Some Background on Mindcraft

Mindcraft has been in business for over 14 years doing various kinds of testing. For example, from May 1, 1991 through September 30, 1998 Mindcraft was accredited as a POSIX Testing Laboratory by the National Voluntary Laboratory Program (NVLAP), part of the National Institute of Standards and Technology (NIST ). During that time, Mindcraft did more POSIX FIPS certifications than all other POSIX labs combined. All of those tests were paid for by the client seeking certification. NIST saw no conflict of interest in our being paid by the company seeking certification and NIST reviewed and validated each test result we submitted. We apply the same honesty to our performance testing that we do for our conformance testing. To do otherwise would be foolish and would put us out of business quickly.

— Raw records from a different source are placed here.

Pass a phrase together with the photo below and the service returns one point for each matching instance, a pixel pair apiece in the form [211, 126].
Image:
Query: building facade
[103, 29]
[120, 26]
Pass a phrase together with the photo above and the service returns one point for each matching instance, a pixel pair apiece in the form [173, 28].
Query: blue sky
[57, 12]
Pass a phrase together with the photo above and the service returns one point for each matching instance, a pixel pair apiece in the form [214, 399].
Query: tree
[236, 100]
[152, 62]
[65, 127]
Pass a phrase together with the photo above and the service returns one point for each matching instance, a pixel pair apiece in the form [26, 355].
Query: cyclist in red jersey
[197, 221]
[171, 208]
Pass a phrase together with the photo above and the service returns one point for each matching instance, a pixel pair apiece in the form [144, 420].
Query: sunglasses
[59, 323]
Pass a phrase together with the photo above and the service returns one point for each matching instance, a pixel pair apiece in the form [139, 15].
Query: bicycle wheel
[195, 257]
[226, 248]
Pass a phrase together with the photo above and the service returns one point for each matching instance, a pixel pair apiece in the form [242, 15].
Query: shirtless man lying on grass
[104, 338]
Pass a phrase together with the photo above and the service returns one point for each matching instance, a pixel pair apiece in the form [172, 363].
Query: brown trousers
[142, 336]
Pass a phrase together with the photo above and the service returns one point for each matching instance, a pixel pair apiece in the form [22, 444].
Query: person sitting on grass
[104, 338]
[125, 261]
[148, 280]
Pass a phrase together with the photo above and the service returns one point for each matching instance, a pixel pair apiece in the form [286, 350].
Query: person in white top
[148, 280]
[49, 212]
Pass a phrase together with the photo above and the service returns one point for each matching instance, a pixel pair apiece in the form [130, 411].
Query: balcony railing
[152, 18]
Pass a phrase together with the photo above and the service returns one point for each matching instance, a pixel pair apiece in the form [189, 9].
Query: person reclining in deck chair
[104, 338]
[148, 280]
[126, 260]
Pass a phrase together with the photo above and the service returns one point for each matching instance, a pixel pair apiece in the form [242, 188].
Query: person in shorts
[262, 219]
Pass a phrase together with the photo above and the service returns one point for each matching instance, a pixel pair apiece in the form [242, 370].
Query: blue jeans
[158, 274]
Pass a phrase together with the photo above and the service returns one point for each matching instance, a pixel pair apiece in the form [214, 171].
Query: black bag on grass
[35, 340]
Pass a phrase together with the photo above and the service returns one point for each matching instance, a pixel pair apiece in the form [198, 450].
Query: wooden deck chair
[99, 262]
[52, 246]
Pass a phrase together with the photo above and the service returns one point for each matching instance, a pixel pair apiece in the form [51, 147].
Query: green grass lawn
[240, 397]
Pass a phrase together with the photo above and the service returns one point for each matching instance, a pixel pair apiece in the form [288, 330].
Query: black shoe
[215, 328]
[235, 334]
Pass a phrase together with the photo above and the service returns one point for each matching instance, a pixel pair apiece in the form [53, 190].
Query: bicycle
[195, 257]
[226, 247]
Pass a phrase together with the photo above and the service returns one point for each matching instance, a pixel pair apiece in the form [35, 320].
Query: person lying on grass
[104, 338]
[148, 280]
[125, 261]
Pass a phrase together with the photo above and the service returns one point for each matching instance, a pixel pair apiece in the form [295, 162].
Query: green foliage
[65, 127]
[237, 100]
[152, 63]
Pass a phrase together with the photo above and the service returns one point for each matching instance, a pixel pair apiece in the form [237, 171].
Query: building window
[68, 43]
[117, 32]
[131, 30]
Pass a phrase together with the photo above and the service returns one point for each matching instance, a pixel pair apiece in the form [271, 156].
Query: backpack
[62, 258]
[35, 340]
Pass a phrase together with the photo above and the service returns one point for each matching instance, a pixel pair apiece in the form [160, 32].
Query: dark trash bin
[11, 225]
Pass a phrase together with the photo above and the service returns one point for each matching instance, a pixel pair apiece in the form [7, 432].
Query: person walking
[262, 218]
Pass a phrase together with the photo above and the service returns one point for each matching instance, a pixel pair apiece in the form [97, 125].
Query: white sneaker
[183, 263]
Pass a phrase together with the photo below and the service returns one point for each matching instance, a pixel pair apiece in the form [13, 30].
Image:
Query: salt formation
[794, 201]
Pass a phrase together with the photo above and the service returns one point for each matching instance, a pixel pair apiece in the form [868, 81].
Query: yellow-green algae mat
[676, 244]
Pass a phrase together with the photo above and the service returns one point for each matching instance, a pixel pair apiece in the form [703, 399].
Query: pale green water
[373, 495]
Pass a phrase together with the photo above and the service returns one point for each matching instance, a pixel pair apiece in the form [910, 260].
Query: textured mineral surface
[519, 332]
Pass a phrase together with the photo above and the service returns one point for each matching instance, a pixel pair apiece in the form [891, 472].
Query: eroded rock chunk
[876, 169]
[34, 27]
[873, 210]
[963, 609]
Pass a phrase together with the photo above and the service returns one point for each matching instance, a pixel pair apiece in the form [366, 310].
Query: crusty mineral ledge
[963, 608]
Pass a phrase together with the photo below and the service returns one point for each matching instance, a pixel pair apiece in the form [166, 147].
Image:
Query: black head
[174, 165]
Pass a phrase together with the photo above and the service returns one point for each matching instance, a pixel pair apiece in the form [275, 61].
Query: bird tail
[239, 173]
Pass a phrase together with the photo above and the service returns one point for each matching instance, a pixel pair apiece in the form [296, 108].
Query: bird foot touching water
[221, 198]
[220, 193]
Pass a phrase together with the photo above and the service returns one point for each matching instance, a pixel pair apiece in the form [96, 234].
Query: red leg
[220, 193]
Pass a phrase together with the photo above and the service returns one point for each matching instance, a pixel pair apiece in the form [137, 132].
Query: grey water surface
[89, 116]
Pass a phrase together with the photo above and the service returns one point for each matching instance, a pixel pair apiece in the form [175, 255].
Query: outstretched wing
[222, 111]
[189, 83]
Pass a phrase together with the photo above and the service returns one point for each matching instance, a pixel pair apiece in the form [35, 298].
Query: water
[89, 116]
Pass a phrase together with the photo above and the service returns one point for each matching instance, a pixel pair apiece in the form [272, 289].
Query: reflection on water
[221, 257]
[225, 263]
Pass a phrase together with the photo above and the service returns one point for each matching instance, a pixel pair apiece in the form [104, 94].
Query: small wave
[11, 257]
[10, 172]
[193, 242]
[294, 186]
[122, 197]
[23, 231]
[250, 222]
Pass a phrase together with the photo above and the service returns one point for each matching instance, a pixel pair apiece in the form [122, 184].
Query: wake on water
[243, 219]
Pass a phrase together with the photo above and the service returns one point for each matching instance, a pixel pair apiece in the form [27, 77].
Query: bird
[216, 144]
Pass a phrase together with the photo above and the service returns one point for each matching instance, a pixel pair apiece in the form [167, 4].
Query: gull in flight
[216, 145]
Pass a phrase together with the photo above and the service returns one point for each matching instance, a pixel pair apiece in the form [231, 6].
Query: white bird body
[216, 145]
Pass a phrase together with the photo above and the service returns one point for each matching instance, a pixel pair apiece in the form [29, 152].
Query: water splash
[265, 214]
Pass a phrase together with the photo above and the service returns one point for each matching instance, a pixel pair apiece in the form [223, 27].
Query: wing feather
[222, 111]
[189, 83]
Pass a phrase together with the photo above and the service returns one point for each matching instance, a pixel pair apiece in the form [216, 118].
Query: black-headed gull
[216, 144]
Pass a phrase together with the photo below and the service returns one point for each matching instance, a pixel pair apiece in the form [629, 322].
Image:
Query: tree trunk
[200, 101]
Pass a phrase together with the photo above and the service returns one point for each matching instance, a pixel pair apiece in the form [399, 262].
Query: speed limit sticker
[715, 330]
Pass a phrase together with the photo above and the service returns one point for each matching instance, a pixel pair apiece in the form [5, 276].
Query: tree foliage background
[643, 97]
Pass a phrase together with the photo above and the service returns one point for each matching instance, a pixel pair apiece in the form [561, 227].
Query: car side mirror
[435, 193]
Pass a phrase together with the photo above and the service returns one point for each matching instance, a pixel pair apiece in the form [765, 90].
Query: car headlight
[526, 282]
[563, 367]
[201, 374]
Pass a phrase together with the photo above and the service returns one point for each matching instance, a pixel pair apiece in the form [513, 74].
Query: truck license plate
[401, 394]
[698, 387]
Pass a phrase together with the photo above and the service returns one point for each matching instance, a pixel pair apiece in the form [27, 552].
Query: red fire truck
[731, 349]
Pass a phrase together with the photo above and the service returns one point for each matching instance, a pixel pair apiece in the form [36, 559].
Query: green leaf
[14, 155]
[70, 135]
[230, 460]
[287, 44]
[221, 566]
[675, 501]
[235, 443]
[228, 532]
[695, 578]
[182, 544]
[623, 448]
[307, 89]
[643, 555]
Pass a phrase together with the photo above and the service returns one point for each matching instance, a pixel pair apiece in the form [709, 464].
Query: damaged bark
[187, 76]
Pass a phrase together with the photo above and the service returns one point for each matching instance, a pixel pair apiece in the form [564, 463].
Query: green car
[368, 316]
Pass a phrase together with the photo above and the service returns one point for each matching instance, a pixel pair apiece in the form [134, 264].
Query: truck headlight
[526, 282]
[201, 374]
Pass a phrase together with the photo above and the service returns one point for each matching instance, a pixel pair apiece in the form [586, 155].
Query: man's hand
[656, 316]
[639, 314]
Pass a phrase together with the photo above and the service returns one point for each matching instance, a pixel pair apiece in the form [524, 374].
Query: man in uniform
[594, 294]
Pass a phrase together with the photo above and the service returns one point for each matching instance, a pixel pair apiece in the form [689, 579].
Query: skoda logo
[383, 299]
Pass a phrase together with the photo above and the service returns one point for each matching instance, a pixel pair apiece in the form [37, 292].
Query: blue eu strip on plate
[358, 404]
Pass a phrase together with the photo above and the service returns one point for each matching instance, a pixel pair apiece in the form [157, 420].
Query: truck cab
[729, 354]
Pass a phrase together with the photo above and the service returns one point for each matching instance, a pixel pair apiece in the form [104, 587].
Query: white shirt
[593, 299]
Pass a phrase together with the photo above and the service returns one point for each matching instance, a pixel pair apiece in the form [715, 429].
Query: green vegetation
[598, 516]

Some may ask why we decided not to renew our NVLAP accreditation. The reason is simple, NIST stopped its POSIX FIPS certification program on December 31, 1997. That program was picked up by the IEEE and on November 7, 1997 the IEEE announced that they recognized Mindcraft as an Accredited POSIX Testing Laboratory. We still are IEEE accredited and are still certifying systems for POSIX FIPS conformance.

We've received many emails and there have been many postings in newsgroups accusing us of lying in our report about Linux and Windows NT Server because Microsoft paid for the tests. Nothing could be further from the truth. No Mindcraft client, including Microsoft, has ever asked us to deliver a report that lied or misrepresented the results of a test. On the contrary, all of our clients ask us to get the best performance for their product and for their competitor's products. They want to know where they really stand. If a client ever asked us to rig a test, to lie about test results, or to misrepresent test results, we would decline to do the work.

A few of the emails we've received asked us why the company that sponsored a comparative benchmark always came out on top. The answer is simple. When that was not the case our client exercised a clause in the contract that allowed them to refuse us the right to publish the results. We've had several such cases.

Mindcraft works much like a CPA hired by a company to audit its books. We give an independent, impartial assessment based on our testing. Like a CPA we're paid by our client. NVLAP approved test labs that measure everything from asbestos to the accuracy of scales are paid by their clients. It is a common practice for test labs to be paid by their clients.

What's Fair

Considering the defamatory innuendos and bias in the Salon article written by Mr. Leonard, we believe that Salon should take the following actions in fairness to Mindcraft and its readers:

  1. Remove the article from its Web site and put an apology in its place. If you do not do that, at least provide a link to this rebuttal at the top of the article so that your readers can get both sides of the story.

  2. Provide fair coverage from an unbiased reporter of Mindcraft's Open Benchmark  of Windows NT Server and Linux. For this benchmark, we have invited Linus Torvalds, Jeremy Allison, Red Hat, and all of the other Linux experts we were in contact with to tune Linux, Apache, and Samba and to witness all tests. We have also invited Microsoft to tune Windows NT and to witness the tests. Mindcraft will participate in this benchmark at its own expense.

References to NetBench Documentation

The NetBench document entitled Understanding and Using NetBench 5.01 states on page 24, " You can only compare results if you used the same testbed each time you ran that test suite [emphasis added]."

Understanding and Using NetBench 5.01 clearly gives another reason why the performance measurements Mindcraft reported are so different than the ones Jeremy and PC Week found. Look what's stated on page 236, "Client-side caching occurs when the client is able to place some or all of the test workspace into its local RAM, which it then uses as a file cache. When the client caches these test files, the client can satisfy locally requests that normally require a network access. Because a client's RAM can handle a request many times faster than it takes that same request to traverse the LAN, the client's throughput scores show a definite rise over scores when no client-side caching occurs. In fact, the client's throughput numbers with client-side caching can increase to levels that are two to three times faster than is possible given the physical speed of the particular network [emphasis added]."